Юлиана прочла следующее: «Светлейший государь, князь герцог Брауншвейгский и Люнебургский не токмо от славного уже давно цесарскими и королевскими коронами произошёл дома, но и собственными великими свойствами любовь всего российского народа себе получил, а притом во всех разных кампаниях случившихся акциях, жизнь свою за честь и благополучие её империи крайней подвергнув опасности, через свою храбрость бессмертную себе приобрёл славу».
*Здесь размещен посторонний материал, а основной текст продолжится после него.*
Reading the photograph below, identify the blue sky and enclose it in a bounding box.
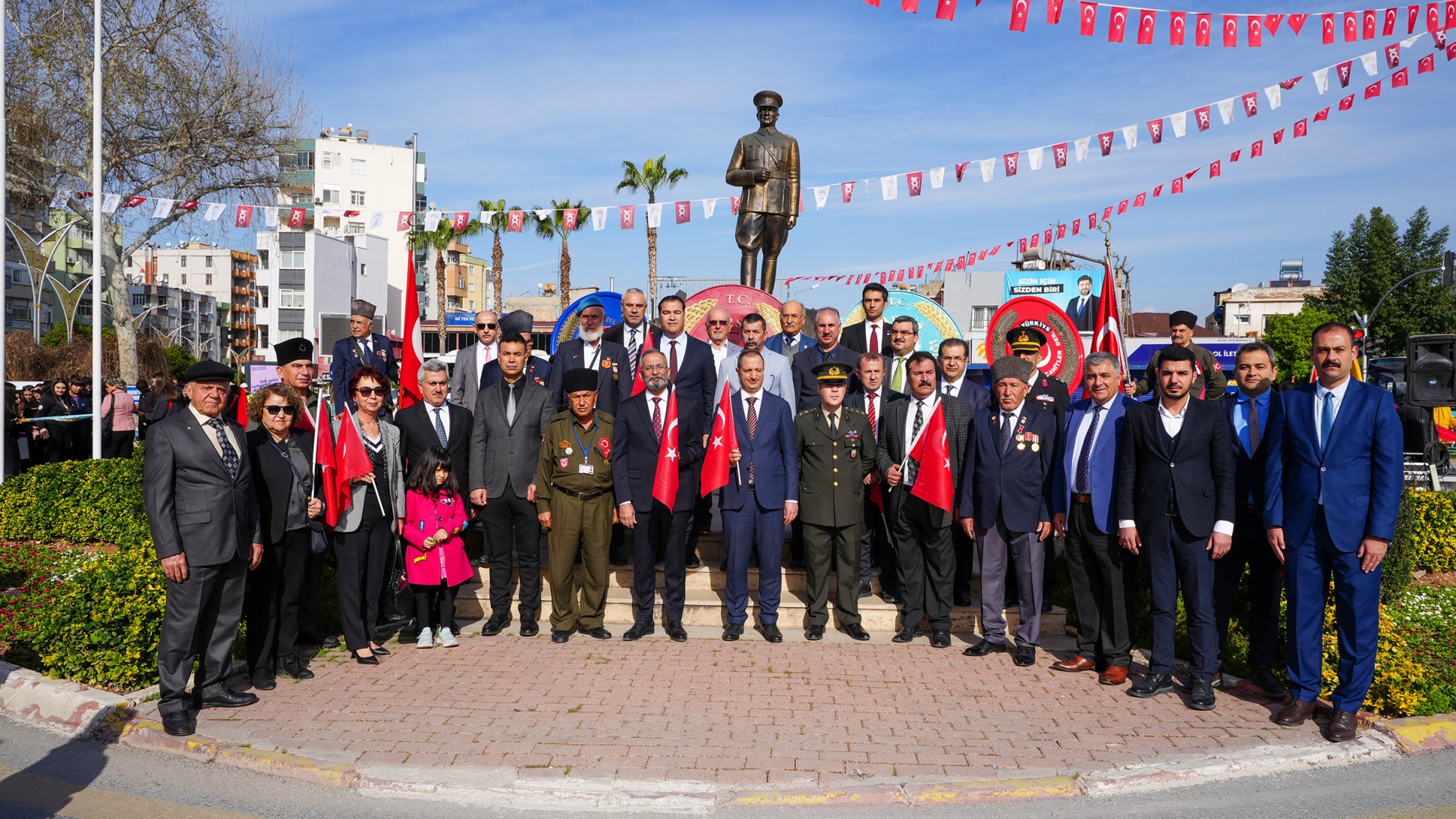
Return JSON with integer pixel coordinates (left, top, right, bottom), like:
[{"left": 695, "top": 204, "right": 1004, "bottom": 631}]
[{"left": 224, "top": 0, "right": 1456, "bottom": 315}]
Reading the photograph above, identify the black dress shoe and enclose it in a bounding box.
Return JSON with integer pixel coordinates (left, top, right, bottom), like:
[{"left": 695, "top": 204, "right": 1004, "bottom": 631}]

– Разве это не бесстыдная ложь! – вскрикнула принцесса, топнув ногой.

– А знаешь, – перебила Юлиана, – я давно собиралась тебе передать кое-что, но только боялась, что рассержу тебя, заговорив с тобой о принце Антоне, но так как теперь у нас зашла о нём речь, то я тебе скажу, кстати, вот что: при дворе толкуют, будто бы принц тебе нравится, но ты только притворялась и нарочно показывала к нему отвращение, чтобы обмануть герцога и дать ему повод подумать о том, нельзя ли будет ему женить на тебе своего сына? Ты, говорят, делала это только с тем, чтобы иметь после случай досадить герцогу оскорбительным для него отказом.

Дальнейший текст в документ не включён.